If I am fortunate to be elected President, I will continue to make excellence for every child in America a top priority. In recent months, I have proposed fundamentally changing the federal role in education by:

  • Closing the Educational Achievement Gap between Disadvantaged Students and their Peers by making sure that federal dollars no longer follow failure. States and schools will be held accountable for results. And if a school fails to improve, then federal funds will go to parents for tutoring, a charter school, a successful public school, or a private school. I will also establish and fund a $5 billion "Reading First" program to help ensure that every disadvantaged child learns to read.

  • Improving Early Learning by reforming Head Start and shifting its focus to helping children develop the basic pre-reading and numeracy skills they need to begin school ready to learn.

  • Raising the Standards of Excellent through Local Control and Accountability by giving states and local school districts unprecedented flexibility with federal education tax dollars, and by encouraging them to set high standards and measure results to ensure that schools are teaching and children are learning.

  • Expanding Choice and Encouraging Competition by requiring states to issue report cards that tell parents how well schools are teaching their children; doubling the number of charter schools nationwide to ensure greater choice; and increasing to $5000 the amount parents can save tax-free each year to cover educational expenses for their children.

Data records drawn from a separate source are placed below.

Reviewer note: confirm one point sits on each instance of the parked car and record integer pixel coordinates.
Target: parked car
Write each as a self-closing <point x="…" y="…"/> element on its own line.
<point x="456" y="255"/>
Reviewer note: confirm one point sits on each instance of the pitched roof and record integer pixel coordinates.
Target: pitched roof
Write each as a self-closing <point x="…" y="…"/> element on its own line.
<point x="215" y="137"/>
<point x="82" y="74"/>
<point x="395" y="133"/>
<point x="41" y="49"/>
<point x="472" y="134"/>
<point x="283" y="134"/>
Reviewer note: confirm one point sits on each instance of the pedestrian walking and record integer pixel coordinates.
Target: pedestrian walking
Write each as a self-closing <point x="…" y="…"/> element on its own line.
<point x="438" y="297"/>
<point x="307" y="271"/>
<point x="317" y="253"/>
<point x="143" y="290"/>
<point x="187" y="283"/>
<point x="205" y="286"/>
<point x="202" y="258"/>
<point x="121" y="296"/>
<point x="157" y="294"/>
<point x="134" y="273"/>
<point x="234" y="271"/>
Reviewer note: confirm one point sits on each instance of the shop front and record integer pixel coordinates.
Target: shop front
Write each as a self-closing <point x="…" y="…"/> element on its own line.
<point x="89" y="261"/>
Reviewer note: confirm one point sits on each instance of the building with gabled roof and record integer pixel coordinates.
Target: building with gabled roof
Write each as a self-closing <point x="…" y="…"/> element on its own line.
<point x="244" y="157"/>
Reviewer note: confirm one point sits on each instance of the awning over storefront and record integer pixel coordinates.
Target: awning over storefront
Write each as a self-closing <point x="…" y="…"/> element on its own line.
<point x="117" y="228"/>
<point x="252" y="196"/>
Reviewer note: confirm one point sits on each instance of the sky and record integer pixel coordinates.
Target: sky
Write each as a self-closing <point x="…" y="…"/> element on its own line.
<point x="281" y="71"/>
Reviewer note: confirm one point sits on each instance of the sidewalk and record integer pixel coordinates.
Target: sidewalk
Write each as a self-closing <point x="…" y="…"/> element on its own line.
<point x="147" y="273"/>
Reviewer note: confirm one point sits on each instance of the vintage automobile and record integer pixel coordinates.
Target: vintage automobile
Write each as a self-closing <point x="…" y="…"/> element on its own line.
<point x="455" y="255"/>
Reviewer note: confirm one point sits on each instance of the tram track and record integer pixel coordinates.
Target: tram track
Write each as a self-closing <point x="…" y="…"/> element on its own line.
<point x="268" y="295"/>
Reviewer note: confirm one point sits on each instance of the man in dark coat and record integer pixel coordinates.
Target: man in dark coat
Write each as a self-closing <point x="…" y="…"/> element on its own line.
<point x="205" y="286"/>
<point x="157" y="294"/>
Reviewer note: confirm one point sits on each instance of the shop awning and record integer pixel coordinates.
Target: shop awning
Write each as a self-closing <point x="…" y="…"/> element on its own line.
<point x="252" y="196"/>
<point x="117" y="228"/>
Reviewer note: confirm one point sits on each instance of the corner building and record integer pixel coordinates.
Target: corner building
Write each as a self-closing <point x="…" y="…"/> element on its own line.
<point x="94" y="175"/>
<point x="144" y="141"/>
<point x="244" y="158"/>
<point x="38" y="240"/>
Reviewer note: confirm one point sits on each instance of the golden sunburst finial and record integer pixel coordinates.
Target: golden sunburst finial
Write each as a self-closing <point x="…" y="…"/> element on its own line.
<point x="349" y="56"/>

  • Promoting Character Development and Restoring Discipline by tripling funding for character education and by requiring states to establish a "zero-tolerance" policy that empowers teachers to remove disruptive students from class.

  • Ensuring School Safety by requiring states receiving federal money to show measurable improvements in creating a protective learning environment, and by allowing students in dangerous schools to transfer to safer ones. I will also work to keep guns out of schools with "Project Sentry"--a plan that calls for prosecuting students with guns and the adults who supply them.

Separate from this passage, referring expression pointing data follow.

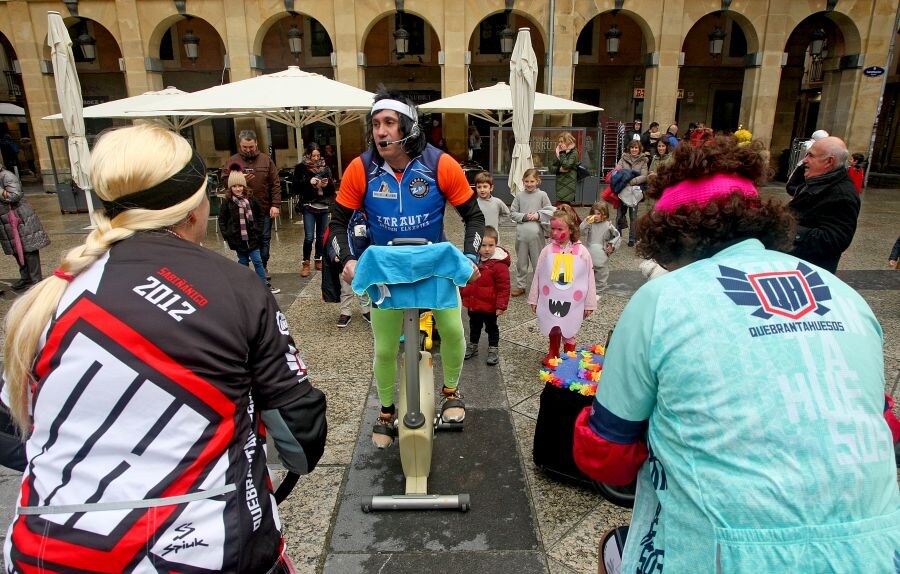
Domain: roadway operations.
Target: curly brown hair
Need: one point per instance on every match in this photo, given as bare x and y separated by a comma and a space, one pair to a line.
718, 155
692, 232
567, 217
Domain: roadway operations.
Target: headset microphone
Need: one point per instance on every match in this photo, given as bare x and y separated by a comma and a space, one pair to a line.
391, 142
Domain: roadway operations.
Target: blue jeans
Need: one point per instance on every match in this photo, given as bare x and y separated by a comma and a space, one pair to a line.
245, 257
266, 239
314, 225
632, 216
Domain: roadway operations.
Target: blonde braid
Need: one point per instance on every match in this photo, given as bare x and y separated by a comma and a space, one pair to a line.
30, 315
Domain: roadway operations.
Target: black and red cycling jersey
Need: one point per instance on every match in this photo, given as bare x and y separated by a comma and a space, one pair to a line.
153, 380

  • Expanding Opportunities for Teachers by increasing funds for teacher training and by establishing a teacher tax deduction to help defray out-of-pocket classroom expenses.
At the moment, we have a great national opportunity--to challenge the defenders of the status quo and to enact education reforms that insist on high standards to match the high hopes of America's parents. Some materials outlining my plans are encloses. I appreciate your taking the time to write.

George W. Bush

June 27, 2000

Dear Governor Bush,

Thank you for your letter of May 25th, in reply to my letter of February 9th. At the risk of being ungracious, however, I must point out that there is little in the content of your letter to suggest that you actually read mine.

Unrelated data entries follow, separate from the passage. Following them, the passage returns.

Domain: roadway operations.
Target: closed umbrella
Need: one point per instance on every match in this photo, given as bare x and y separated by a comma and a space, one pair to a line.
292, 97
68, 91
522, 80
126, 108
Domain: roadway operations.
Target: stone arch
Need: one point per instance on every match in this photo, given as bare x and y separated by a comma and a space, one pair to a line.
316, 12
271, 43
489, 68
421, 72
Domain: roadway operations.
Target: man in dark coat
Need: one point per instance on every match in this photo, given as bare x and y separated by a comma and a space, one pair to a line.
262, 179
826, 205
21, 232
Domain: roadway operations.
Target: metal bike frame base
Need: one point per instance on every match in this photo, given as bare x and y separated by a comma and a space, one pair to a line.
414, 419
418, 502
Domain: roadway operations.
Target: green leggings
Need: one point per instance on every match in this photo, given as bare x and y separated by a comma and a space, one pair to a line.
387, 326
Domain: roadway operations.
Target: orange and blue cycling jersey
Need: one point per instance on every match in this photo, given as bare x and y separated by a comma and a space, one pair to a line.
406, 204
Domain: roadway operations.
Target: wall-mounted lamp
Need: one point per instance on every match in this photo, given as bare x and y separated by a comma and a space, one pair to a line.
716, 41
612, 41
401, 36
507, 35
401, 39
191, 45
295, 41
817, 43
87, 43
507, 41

My letter inquired specifically about your proposed Teacher Protection Act, seeking some clarification of what you would consider a "junk lawsuit" (the term you used in New Hampshire last November) and citing a 1996 Texas court case. Your letter, by contrast, while making no acknowledgement of the court case, outlines every facet of your education reform plan EXCEPT the Teacher Protection Act.

However great the merit of these educational policies you have listed, they provide no hint of an answer to the question I asked. You might as well have responded with a proposal to balance the federal budget or a summary of health care initiatives.

Enclosed is a copy of my original letter to you. Even if you are understandably too busy to reply a second time (and reply pertinently for the first), I hope you will at least reflect on both the current legal standing of Texas schoolchildren and the serious implications which your Teacher Protection Act could have for schoolchildren across the country.